We need to prove that $f$ is Riemann (Darboux) integrable.

First we show that $\inf_P U \left({P}\right)$ exists.

By:

$U \left({S}\right) – L \left({S}\right) < \epsilon$ we know that $U \left({S}\right)$ exists.

From this we conclude that:

$\left\{ {U \left({P}\right): P}\right.$ is a finite subdivision of $\left.{\left[{a \,.\,.\, b}\right]}\right\}$

is non-empty.

Since $f$ is bounded, we know by the definition of upper sum that $\left\{ {U \left({P}\right): P}\right.$ is a finite subdivision of $\left.{\left[{a \,.\,.\, b}\right]}\right\}$ is bounded.

From the Continuum Property it follows that $\inf_P U \left({P}\right)$ exists.

Next we show that $\sup_P L \left({P}\right)$ exists.

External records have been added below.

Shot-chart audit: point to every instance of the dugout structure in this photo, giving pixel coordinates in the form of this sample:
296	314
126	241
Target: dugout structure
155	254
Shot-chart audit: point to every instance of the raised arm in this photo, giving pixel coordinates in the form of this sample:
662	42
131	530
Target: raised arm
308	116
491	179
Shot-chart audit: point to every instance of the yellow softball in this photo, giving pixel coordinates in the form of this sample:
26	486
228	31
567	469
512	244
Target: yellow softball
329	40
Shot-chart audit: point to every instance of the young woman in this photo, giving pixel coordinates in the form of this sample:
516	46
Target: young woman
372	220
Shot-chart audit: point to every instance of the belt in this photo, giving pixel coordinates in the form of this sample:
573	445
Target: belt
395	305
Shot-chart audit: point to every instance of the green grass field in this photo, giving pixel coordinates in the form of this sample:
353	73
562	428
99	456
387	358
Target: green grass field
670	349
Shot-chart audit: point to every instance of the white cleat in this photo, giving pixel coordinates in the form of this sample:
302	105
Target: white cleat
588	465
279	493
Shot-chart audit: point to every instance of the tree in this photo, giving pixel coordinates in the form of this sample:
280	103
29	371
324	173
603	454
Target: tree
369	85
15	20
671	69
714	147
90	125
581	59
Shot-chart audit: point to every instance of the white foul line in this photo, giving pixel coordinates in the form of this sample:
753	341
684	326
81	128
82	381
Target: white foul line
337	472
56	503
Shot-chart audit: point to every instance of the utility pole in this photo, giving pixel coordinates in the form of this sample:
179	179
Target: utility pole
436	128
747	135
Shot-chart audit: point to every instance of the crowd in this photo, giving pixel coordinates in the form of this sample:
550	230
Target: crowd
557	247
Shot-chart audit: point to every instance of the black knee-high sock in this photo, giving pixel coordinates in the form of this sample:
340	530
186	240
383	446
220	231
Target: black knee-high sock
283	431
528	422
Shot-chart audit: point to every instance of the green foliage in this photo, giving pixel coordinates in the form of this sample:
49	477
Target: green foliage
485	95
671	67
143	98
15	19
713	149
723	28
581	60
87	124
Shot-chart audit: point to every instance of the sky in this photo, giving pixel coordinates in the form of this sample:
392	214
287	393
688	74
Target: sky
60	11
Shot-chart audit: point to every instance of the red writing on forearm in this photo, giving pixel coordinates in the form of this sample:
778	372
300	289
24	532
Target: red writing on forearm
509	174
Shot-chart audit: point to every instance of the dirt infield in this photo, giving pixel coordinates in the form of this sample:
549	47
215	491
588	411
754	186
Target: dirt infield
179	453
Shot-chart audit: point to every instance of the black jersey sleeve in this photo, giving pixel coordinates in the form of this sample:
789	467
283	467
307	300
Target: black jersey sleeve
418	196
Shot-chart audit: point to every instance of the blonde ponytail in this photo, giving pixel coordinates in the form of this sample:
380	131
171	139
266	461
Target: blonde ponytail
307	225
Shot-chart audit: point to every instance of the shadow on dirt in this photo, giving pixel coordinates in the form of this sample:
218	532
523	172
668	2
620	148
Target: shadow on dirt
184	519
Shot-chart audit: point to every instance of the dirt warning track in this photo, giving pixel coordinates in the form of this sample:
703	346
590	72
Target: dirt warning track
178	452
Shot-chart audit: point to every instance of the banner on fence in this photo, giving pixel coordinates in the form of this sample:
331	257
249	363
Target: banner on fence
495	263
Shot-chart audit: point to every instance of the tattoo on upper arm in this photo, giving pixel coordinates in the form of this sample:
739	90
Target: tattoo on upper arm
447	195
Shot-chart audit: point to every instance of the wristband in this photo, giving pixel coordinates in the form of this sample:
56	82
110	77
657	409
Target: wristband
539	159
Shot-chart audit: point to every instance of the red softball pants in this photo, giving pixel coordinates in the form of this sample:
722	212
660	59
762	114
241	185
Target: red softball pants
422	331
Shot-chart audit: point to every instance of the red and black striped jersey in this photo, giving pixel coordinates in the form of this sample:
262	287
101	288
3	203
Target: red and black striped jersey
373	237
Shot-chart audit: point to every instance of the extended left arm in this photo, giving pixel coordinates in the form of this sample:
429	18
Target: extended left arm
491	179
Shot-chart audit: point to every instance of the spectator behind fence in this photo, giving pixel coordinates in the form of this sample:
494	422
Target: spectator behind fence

We do this similarly to how we showed that $\inf_P U \left({P}\right)$ exists by focusing on lower sums instead of upper sums:

We find that {$L \left({P}\right)$: $P$ is a finite subdivision of $\left[{a \,.\,.\, b}\right]$} is nonempty and bounded.

From the Continuum Property it follows that $\sup_P L \left({P}\right)$ exists.

Observe:

$\inf_P U \left({P}\right) \le U \left({S}\right)$ by the definition of infimum
$\sup_P L \left({P}\right) \ge L \left({S}\right)$ by the definition of supremum

We have:

 $\displaystyle \inf_P U \left({P}\right) - \sup_P L \left({P}\right)$ $\le$ $\displaystyle U \left({S}\right) - \sup_P L \left({P}\right)$ $\quad$ by $\inf_P U \left({P}\right) \le U \left({S}\right)$ $\quad$ $\displaystyle$ $\le$ $\displaystyle U \left({S}\right) - L \left({S}\right)$ $\quad$ by $\sup_P L \left({P}\right) \ge L \left({S}\right)$ $\quad$ $\displaystyle$ $<$ $\displaystyle \epsilon$ $\quad$ by $U \left({S}\right) – L \left({S}\right) < \epsilon$ $\quad$

Also:

 $\displaystyle \sup_P L \left({P}\right) - \inf_P U \left({P}\right)$ $\le$ $\displaystyle U \left({S}\right) - \inf_P U \left({P}\right)$ $\quad$ by Supremum of Lower Sums Never Greater than Upper Sum $\quad$ $\displaystyle$ $\le$ $\displaystyle U \left({S}\right) - L \left({S}\right)$ $\quad$ by Infimum of Upper Sums Never Smaller than Lower Sum $\quad$ $\displaystyle$ $<$ $\displaystyle \epsilon$ $\quad$ by $U \left({S}\right) – L \left({S}\right) < \epsilon$ $\quad$

These two results give:

$\left\lvert{\inf_P U \left({P}\right) - \sup_P L \left({P}\right)}\right\rvert < \epsilon$

Since $\epsilon$ can be chosen arbitrarily small ($>0$), this means that:

$\inf_P U \left({P}\right) = \sup_P L \left({P}\right)$

From this it follows by the definitions of upper and lower integrals that:

$\displaystyle \overline{\int_a^b} f \left({x}\right) \ \mathrm d x = \underline{\int_a^b} f \left({x}\right) \ \mathrm d x$

Hence, by the definition of the Darboux integral, $f$ is Riemann (Darboux) integrable.

$\blacksquare$

Historical Note

The necessary and sufficient conditions for the existence of a Riemann integral were determined by Riemann in his paper Ueber die Darstellbarkeit einer Function durch eine trigonometrische Reihe of $1854$, on the subject of Fourier series.